From: Logan Gunthorpe <logang-OTvnGxWRz7hWk0Htik3J/w@public.gmane.org>
To: Greg Kroah-Hartman
<gregkh-hQyY1W1yCW8ekmWlsbkhG0B+6BGkLq7r@public.gmane.org>,
Dan Williams
<dan.j.williams-ral2JQCrhuEAvxtiuMwx3w@public.gmane.org>,
Alexander Viro
<viro-RmSDqhL/yNMiFSDQTTA3OLVCufUGDwFn@public.gmane.org>,
Johannes Thumshirn <jthumshirn-l3A5Bk7waGM@public.gmane.org>,
Jan Kara <jack-AlSwsSmVLrQ@public.gmane.org>,
Arnd Bergmann <arnd-r2nGTMty4D4@public.gmane.org>,
Sajjan Vikas C <vikas.cha.sajjan-ZPxbGqLxI0U@public.gmane.org>,
Dmitry Torokhov
<dmitry.torokhov-Re5JQEeQqe8AvxtiuMwx3w@public.gmane.org>,
Linus Walleij
<linus.walleij-QSEj5FYQhm4dnm+yROfE0A@public.gmane.org>,
Alexandre Courbot
<gnurou-Re5JQEeQqe8AvxtiuMwx3w@public.gmane.org>,
Peter Huewe <peterhuewe-Mmb7MZpHnFY@public.gmane.org>,
Marcel Selhorst <tpmdd-yWjUBOtONefk1uMJSBkQmQ@public.gmane.org>,
Jarkko Sakkinen
<jarkko.sakkinen-VuQAYsv1563Yd54FQh9/CA@public.gmane.org>,
Jason Gunthorpe
<jgunthorpe-ePGOBjL8dl3ta4EC/59zMFaTQe2KTcn/@public.gmane.org>,
Olof Johansson <olof-nZhT3qVonbNeoWH0uzbU5w@public.gmane.org>,
Doug Ledford <dledford-H+wXaHxf7aLQT0dZR+AlfA@public.gmane.org>,
Sean Hefty <sean.hefty-ral2JQCrhuEAvxtiuMwx3w@public.gmane.org>,
Hal Rosenstock
<hal.rosenstock-Re5JQEeQqe8AvxtiuMwx3w@public.gmane.org>,
Dmitry Vyukov <dvyukov-hpIqsD4AKlfQT0dZR+AlfA@public.gmane.org>,
Haggai Eran <haggaie-VPRAkNaXOzVWk0Htik3J/w@public.gmane.org>,
Parav Pandit
<pandit.parav-Re5JQEeQqe8AvxtiuMwx3w@public.gmane.org>,
Leon Romanovsky <leon-DgEjT+Ai2ygdnm+yROfE0A@public.gmane.org>,
Hartmut Knaack <k
Cc: linux-scsi-u79uwXL29TY76Z2rM5mHXA@public.gmane.org,
rtc-linux-/JYPxA39Uh5TLH3MbocFFw@public.gmane.org,
linux-gpio-u79uwXL29TY76Z2rM5mHXA@public.gmane.org,
linux-iio-u79uwXL29TY76Z2rM5mHXA@public.gmane.org,
linux-pci-u79uwXL29TY76Z2rM5mHXA@public.gmane.org,
linux-nvdimm-hn68Rpc1hR1g9hUCZPvPmw@public.gmane.org,
linux-kernel-u79uwXL29TY76Z2rM5mHXA@public.gmane.org,
linux-rdma-u79uwXL29TY76Z2rM5mHXA@public.gmane.org,
linux-mtd-IAPFreCvJWM7uuMidbF8XUB+6BGkLq7r@public.gmane.org,
linux-input-u79uwXL29TY76Z2rM5mHXA@public.gmane.org,
linux-fsdevel-u79uwXL29TY76Z2rM5mHXA@public.gmane.org,
linux-media-u79uwXL29TY76Z2rM5mHXA@public.gmane.org
Subject: [PATCH v2 08/16] IB/ucm: utilize new cdev_device_add helper function
Date: Sat, 25 Feb 2017 23:38:09 -0700 [thread overview]

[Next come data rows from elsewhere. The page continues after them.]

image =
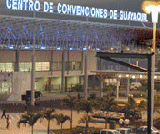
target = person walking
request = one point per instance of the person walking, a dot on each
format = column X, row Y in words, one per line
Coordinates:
column 121, row 122
column 8, row 119
column 4, row 113
column 126, row 122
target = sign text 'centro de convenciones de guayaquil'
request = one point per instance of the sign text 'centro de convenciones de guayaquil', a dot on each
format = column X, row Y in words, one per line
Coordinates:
column 77, row 10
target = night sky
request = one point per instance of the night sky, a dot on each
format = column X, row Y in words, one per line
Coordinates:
column 126, row 5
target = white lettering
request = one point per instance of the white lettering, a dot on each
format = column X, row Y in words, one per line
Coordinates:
column 37, row 5
column 87, row 11
column 14, row 4
column 82, row 11
column 69, row 11
column 111, row 14
column 59, row 8
column 25, row 4
column 51, row 7
column 105, row 13
column 19, row 5
column 30, row 7
column 115, row 14
column 139, row 16
column 45, row 6
column 101, row 13
column 78, row 10
column 8, row 4
column 121, row 15
column 97, row 13
column 93, row 12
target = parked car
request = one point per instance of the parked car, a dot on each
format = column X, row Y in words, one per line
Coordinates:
column 143, row 130
column 109, row 131
column 125, row 130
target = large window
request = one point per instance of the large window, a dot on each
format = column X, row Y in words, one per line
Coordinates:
column 25, row 66
column 42, row 66
column 57, row 66
column 6, row 67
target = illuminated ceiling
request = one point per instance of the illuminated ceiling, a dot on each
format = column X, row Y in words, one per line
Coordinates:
column 16, row 32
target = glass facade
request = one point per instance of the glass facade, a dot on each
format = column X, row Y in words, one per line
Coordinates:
column 25, row 66
column 6, row 67
column 72, row 66
column 40, row 66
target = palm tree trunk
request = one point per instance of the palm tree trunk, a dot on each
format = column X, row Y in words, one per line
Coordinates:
column 32, row 129
column 48, row 126
column 61, row 128
column 105, row 123
column 71, row 120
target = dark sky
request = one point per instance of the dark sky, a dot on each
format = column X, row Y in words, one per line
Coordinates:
column 127, row 5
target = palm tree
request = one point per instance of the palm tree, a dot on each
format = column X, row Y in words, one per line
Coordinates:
column 108, row 104
column 61, row 118
column 48, row 115
column 69, row 101
column 30, row 118
column 86, row 106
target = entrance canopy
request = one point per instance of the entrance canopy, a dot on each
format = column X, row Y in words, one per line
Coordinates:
column 17, row 32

Message-ID: <1488091097-12328-9-git-send-email-logang@deltatee.com> (raw)
In-Reply-To: <1488091097-12328-1-git-send-email-logang-OTvnGxWRz7hWk0Htik3J/w@public.gmane.org>
From: Jason Gunthorpe <jgunthorpe-ePGOBjL8dl3ta4EC/59zMFaTQe2KTcn/@public.gmane.org>
The use after free is not triggerable here because the cdev holds
the module lock and the only device_unregister is only triggered by
module unload, however make the change for consistency.
To make this work the cdev_del needs to move out of the struct device
release function.
This cleans up the error path significantly and thus also fixes a minor
bug where the devnum would not be released if cdev_add failed.
Signed-off-by: Jason Gunthorpe <jgunthorpe-ePGOBjL8dl3ta4EC/59zMFaTQe2KTcn/@public.gmane.org>
Signed-off-by: Logan Gunthorpe <logang-OTvnGxWRz7hWk0Htik3J/w@public.gmane.org>
Reviewed-by: Logan Gunthorpe <logang-OTvnGxWRz7hWk0Htik3J/w@public.gmane.org>
---
drivers/infiniband/core/ucm.c | 36 +++++++++++++++++++-----------------
1 file changed, 19 insertions(+), 17 deletions(-)
diff --git a/drivers/infiniband/core/ucm.c b/drivers/infiniband/core/ucm.c
index e0a995b..c348701 100644
--- a/drivers/infiniband/core/ucm.c
+++ b/drivers/infiniband/core/ucm.c
@@ -1205,12 +1205,15 @@ static void ib_ucm_release_dev(struct device *dev)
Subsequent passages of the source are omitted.